Updated

James Comey was “mildly nauseous” over the notion that his last-minute disclosure of a renewed Hillary Clinton investigation might have affected the election.

And Clinton’s insistence on blaming Comey (and other outside factors) for her loss is making some of her critics nauseous.

Once again, ladies and gentlemen, we are relitigating the 2016 election.

When the FBI director testified before the Senate Judiciary Committee yesterday, he seemed like a man with months of pent-up frustration over the beating he has been taking. The words came tumbling out.

Having declined to prosecute Clinton over her private emails last summer, Comey said his choice last October was between “really bad and catastrophic” options, once the bureau learned that many Hillary emails were on the computer of Huma Abedin’s husband, the notorious Anthony Weiner.

Comey said he felt a duty to notify the Hill or else he would have committed an “act of concealment.” The probe, of course, went nowhere.

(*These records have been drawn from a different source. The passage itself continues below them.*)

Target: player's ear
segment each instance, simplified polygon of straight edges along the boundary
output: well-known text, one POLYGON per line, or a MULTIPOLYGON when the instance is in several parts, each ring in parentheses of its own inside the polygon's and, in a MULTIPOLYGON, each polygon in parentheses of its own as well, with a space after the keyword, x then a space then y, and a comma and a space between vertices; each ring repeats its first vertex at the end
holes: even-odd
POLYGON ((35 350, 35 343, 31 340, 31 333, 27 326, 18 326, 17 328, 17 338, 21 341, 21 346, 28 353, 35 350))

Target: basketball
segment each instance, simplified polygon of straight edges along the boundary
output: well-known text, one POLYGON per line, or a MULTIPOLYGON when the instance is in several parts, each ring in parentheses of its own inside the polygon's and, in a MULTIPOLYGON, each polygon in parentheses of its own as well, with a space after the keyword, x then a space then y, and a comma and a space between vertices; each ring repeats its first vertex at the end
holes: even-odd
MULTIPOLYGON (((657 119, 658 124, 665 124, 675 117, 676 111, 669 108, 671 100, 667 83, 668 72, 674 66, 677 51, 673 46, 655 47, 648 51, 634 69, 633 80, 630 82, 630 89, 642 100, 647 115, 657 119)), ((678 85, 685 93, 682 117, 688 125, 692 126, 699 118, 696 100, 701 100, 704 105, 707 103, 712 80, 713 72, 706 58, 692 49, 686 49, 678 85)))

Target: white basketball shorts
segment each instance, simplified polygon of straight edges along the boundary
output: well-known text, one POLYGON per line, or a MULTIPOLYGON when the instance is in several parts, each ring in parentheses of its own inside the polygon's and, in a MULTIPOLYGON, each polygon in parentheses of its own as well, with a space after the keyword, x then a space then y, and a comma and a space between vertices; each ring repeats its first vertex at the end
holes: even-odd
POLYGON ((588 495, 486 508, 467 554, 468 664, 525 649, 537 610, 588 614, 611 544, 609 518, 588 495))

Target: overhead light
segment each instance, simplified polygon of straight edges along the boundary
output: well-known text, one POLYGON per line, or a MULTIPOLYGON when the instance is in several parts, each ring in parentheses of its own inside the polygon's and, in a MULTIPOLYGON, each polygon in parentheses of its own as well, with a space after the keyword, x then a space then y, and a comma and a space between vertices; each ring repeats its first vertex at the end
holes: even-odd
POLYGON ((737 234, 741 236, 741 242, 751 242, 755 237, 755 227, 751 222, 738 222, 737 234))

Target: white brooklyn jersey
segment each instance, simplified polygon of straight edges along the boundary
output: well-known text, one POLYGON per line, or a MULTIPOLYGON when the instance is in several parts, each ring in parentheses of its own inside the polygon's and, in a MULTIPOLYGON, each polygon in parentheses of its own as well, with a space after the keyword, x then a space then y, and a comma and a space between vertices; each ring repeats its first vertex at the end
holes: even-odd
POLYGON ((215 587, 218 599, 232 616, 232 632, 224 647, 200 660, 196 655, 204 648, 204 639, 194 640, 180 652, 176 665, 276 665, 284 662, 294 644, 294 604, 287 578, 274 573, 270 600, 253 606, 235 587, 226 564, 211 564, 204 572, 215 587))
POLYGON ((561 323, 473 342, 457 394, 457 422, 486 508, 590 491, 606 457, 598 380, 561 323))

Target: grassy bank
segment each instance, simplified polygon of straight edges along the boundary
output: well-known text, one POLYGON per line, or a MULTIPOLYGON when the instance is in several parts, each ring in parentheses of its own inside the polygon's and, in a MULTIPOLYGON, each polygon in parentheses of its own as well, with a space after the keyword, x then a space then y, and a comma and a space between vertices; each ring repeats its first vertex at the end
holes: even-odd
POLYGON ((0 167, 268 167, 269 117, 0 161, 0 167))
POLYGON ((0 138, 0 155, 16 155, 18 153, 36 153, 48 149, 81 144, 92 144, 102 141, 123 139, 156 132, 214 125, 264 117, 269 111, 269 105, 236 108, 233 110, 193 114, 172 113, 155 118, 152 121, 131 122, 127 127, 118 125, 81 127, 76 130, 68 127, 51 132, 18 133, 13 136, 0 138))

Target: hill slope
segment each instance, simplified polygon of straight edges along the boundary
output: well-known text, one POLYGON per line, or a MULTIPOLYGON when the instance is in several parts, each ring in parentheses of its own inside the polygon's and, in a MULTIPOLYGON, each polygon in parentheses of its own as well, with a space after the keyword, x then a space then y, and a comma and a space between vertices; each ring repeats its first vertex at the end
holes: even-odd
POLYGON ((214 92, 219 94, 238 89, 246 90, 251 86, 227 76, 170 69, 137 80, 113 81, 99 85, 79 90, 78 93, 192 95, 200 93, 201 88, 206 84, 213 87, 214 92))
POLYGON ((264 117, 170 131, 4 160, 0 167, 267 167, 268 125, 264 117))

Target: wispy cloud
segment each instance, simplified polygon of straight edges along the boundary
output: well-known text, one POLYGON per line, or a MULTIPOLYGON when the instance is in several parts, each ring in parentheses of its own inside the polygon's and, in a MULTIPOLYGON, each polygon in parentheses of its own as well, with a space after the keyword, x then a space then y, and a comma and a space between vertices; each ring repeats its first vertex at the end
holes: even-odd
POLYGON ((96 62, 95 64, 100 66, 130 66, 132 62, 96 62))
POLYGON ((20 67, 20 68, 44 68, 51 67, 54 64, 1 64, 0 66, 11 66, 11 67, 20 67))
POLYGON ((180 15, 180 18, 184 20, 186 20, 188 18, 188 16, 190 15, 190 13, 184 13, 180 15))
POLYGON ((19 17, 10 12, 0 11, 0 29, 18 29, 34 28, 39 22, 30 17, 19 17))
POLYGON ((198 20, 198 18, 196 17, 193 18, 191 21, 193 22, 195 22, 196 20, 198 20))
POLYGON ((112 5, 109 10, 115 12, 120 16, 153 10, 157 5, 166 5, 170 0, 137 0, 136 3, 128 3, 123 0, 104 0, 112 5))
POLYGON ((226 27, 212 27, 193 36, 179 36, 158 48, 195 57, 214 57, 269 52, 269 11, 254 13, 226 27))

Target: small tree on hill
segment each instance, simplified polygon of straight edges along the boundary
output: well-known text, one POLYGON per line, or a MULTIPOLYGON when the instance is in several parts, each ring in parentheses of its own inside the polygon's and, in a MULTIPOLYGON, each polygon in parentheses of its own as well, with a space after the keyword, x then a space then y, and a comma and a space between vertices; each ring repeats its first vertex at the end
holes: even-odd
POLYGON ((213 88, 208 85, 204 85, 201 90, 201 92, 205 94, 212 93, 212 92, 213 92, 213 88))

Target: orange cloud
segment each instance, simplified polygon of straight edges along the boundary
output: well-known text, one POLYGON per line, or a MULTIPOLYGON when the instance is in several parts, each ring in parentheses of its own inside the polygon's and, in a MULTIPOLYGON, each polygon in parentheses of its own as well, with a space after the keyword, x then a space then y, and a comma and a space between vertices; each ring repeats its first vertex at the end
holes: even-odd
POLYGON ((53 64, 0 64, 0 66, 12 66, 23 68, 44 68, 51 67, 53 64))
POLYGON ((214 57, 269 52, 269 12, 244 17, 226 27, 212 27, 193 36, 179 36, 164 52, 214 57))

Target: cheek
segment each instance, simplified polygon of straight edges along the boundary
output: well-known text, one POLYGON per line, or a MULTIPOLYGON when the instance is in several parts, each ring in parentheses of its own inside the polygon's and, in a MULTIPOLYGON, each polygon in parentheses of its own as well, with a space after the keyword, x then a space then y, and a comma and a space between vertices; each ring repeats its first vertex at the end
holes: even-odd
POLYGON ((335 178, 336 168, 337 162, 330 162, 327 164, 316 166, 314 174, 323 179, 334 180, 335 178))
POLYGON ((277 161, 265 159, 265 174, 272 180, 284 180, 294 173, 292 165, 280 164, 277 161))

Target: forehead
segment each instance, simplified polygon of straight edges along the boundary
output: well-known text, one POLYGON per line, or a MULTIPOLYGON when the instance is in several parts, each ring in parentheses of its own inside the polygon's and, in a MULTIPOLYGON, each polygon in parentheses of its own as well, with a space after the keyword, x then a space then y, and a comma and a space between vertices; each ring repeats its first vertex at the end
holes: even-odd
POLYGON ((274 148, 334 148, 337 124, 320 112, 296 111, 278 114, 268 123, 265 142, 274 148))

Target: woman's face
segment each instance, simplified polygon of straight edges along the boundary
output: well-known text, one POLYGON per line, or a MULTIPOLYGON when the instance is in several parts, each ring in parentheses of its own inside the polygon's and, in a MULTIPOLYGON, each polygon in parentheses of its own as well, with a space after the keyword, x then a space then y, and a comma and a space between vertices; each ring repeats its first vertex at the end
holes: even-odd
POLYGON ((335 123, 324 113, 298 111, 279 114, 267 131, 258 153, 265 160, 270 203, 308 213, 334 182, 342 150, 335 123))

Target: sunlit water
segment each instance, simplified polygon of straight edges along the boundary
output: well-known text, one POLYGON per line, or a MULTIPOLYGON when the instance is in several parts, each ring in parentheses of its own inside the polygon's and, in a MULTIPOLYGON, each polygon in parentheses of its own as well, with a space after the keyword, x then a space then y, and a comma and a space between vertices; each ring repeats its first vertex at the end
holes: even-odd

“Lordy, has this been painful. I’ve gotten all kinds of rocks thrown at me and this has been really hard, but I think I’ve done the right thing at each turn.’’ (Comey said he won’t say another “peep” about the investigation of contacts between Trump campaign aides and Russia because it’s still ongoing.)

Clinton, interviewed by CNN’s Christiane Amanpour at the Women for Women forum, admitted she didn’t run a “perfect campaign.” But she could not conjure up a single example of anything she had done wrong.

Instead: “I was on the way to winning until the combination of Jim Comey’s letter on October 28th and Russian Wikileaks raised doubts in the minds of people who were inclined to vote for me but got scared off.”

The evidence for that was “compelling” and “persuasive,” Hillary said, and she endorsed the view of data guru Nate Silver that “if the election had been on October 27th, I’d be your president.”

Clinton also said that misogyny played a role.

And there was this hardball question from Amanpour: “What do you imagine your election as the first female president of the United States might have said to the world and to the women of the world who were looking for validation, for somebody to shatter that highest and hardest ceiling?” Clinton said “it would have been a really big deal.” Uh huh.

In a close race, every factor can be said to have made the difference. Comey's brief re-investigation of the Clinton email mess clearly hurt her by shifting the media focus back to her ethical fitness.

But it was her lack of a core economic message--or any inspiring message other than that she wasn't Trump--that ultimately sunk her.

Remember that the Democrats thought they would easily trounce Trump. But he had something to say to white working-class voters and she didn’t. Her decision to campaign barely or not at all in Michigan and Wisconsin was why she flunked the Electoral College.

President Trump weighed in (of course) on Twitter, faulting Comey’s original decision not to bring charges:

“FBI Director Comey was the best thing that ever happened to Hillary Clinton in that he gave her a free pass for many bad deeds!” And: “Perhaps Trump just ran a great campaign?”

Why does Clinton’s loss still stir such intense debate? Perhaps it’s because these arguments about Comey, Russia and Wikileaks keep reverberating throughout the Trump presidency—in a way that’s making me slightly queasy.